Serum hepatocyte growth factor is associated with viral hepatitis, cardiovascular disease, erythropoietin treatment, and type of heparin in haemodialysis patients.

Abstract

Increased serum hepatocyte growth factor (HGF) level is a part of the counter-system against tissue damage and predicts mortality in maintenance haemodialysis (HD) patients. We studied which of the common co-morbid and clinical conditions, and surrogates of metabolic disorders or specific organ damage determine HGF levels in these subjects. In 86 patients, pre-dialysis serum HGF, soluble endothelial markers--such as thrombomodulin (TM), von Willebrand factor and plasminogen activator inhibitor-1--and hepatitis B and C markers were measured by ELISAs. Inflammatory reactants such as C-reactive protein (CRP), alpha(1)-antitrypsin, alpha(1) acid-glycoprotein, and immunoglobulin M and G were assayed by nephelometry, and lipoprotein(a) was determined by ELISA. Cardiovascular disease (CVD) was identified on a clinical basis. Serum HGF was directly associated with the presence of viral hepatitis, alanine aminotransferase and TM levels, time on HD, the presence of CVD, CRP and alpha(1)-antitrypsin levels, use of unfractionated heparin (UFH) (vs enoxaparin) during HD, dose of UFH, use of recombinant erythropoietin (rHuEpo) treatment, and Kt/V. In 36 patients not treated with rHuEpo, HGF directly correlated with haemoglobin, but not with endogenous Epo levels.
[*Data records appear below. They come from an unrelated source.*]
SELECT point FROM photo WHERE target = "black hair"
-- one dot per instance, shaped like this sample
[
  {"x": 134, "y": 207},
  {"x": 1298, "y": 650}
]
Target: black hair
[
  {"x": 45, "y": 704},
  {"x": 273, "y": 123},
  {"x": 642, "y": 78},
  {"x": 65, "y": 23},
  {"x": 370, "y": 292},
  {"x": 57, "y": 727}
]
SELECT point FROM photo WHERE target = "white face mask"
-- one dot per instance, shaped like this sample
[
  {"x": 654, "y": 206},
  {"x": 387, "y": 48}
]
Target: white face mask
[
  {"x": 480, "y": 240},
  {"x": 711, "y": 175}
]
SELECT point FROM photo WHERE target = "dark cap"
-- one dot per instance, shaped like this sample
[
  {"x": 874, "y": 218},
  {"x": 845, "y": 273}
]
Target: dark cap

There was no association between HGF and the other endothelial and inflammatory markers, gender, age, smoking, cause of renal failure, body mass index, normalized protein catabolic rate, dialysate buffers, dialysers, blood pressure, antihypertensive treatment, leukocyte and platelet counts, albumin, fibrinogen, lipoprotein(a), markers of iron and calcium-phosphorus metabolism, or metabolic acidosis. Positive viral hepatitis markers, prevalent CVD and rHuEpo treatment (in descending order of significance) were independent predictors of high HGF level. In another 20 HD patients, a 4-week course of rHuEpo treatment resulted in a significant 17% increase in circulating HGF levels. Serum HGF levels in HD patients are determined by inflammatory conditions such as viral hepatitis and CVD, increase in response to rHuEpo treatment, and may be influenced by type and dose of heparin used during HD procedures.